Investigating the Development of Design Principles of Playground Areas for Children by Focusing on Age Group (5-12) (Case Study: Rasht)

Document Type : Research Article


1 Member of academic fellowship and instructor in University of Islamic Azad, Tehran, Iran.

2 Assistant professor and member of academic fellowship in Islamic Azad University, Qazvin, Iran.

3 M.A in Urbanism from Islamic Azad University, Qazvin, Iran


Urban design in Iran does not have a long history and the designing playgrounds for children, particularly in age group (5-12), have been less prioritized. In Iran’s old cities, due to the identity and emotional attachment of inhabitants and their adaptation to traditional communities, children may easily find their needed area for playing. Today, urbanism has caused spatial limitations for children and this has resulted in a completely different way of their game from the former generation.

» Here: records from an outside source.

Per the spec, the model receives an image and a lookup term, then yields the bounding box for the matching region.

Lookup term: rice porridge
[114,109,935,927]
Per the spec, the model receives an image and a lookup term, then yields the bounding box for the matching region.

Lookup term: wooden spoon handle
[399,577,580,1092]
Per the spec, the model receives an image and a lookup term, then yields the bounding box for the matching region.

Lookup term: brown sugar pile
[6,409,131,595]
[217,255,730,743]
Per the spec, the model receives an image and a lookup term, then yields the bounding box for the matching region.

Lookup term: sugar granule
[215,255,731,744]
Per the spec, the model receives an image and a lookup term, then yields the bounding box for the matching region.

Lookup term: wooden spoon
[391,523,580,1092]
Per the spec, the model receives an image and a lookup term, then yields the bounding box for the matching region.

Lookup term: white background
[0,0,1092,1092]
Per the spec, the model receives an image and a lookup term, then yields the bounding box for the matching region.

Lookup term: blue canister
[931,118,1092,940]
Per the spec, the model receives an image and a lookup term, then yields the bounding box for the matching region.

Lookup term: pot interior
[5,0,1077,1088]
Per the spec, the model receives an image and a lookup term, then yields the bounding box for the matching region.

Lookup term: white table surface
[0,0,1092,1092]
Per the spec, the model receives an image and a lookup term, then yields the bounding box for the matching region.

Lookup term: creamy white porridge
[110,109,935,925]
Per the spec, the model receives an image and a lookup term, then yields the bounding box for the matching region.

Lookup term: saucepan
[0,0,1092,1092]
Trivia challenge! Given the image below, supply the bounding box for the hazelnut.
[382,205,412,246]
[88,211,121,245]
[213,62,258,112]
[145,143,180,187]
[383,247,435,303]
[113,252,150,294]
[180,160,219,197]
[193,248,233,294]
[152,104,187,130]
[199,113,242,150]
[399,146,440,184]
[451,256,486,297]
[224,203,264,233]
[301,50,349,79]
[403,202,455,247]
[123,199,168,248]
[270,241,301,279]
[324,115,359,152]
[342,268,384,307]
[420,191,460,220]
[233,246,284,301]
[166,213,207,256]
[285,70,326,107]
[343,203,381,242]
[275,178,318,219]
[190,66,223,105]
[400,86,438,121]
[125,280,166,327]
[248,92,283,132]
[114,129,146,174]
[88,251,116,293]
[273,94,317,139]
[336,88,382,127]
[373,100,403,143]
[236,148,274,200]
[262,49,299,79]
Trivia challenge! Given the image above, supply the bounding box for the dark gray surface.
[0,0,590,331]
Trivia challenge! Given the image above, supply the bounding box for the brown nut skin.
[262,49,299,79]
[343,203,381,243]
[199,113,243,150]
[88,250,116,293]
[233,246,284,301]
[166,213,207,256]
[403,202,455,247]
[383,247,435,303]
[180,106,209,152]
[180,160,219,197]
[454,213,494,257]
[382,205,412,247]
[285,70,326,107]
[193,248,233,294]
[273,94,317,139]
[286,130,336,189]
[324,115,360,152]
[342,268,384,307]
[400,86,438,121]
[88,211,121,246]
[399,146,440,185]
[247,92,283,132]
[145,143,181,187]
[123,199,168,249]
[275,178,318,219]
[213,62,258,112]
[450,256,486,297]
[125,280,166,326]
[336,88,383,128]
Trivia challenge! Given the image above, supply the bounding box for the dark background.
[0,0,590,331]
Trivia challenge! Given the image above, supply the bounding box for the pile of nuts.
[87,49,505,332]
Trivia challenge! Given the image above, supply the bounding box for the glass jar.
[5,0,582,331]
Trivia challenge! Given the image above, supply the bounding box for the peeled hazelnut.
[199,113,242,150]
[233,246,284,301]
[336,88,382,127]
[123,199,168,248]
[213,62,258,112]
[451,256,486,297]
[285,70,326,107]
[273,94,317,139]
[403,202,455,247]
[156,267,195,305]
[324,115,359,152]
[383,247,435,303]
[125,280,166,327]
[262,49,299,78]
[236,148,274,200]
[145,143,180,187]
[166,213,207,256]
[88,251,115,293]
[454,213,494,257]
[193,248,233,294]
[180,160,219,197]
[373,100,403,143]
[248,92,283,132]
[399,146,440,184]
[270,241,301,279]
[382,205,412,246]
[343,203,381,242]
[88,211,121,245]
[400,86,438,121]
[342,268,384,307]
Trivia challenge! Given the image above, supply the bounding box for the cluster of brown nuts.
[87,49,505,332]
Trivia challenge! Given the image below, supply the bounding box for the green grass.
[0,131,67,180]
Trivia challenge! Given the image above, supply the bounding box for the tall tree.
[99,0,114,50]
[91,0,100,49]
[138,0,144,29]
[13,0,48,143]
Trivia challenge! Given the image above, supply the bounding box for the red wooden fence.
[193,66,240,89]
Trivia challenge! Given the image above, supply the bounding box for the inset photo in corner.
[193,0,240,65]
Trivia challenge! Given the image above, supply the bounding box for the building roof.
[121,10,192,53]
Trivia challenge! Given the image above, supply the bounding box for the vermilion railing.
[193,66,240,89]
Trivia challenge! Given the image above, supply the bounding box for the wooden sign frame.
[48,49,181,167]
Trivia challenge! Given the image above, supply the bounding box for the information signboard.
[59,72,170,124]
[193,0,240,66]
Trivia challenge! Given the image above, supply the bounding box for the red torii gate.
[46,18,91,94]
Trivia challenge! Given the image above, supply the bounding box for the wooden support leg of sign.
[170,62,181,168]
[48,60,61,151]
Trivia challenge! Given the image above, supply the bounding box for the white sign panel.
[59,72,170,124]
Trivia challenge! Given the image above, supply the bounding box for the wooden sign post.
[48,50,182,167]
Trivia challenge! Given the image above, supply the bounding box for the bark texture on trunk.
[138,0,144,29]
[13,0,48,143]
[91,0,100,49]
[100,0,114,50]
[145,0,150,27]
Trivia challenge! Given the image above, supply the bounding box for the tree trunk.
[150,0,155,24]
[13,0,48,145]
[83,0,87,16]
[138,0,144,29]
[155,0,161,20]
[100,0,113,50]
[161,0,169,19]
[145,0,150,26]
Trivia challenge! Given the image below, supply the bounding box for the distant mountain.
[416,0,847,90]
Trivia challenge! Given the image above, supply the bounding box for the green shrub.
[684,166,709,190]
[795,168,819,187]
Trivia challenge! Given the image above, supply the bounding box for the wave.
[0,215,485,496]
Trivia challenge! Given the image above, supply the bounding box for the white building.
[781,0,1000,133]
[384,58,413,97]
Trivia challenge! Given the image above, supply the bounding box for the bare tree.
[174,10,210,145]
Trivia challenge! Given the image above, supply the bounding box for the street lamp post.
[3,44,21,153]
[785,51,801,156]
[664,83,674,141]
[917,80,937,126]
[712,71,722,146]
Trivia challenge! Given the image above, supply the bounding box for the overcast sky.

The popularity of computer games among more than 80% of children today testifies to this fact. Therefore, it is necessary to develop urban solutions for the present cities in order to allocate appropriate areas to this age class. By adapting the current principles and criteria in designing playground areas, the present article has compared these two subjects and through proving
some hypotheses, it deemed children’s expectations about playgrounds today to be higher than traditional swings and slides and it observed this to require revision while it has been influenced by the technique of designing playground areas and matrix environment through type of houses in order to confirm on the way of neighborhood’s design and its impact on children’s
playing behaviors and their physical activities. It has tried to propose new principles toward designing playgrounds for children, especially age group (5-12); a type of approach that benefits the designs of contemporary playground areas as its ultimate objective and based on identifying children’s needs and interests. The article is also meant to improve the quality
for children’s games in urban areas for further presence of children in order to create qualitative game opportunities via a conscious process.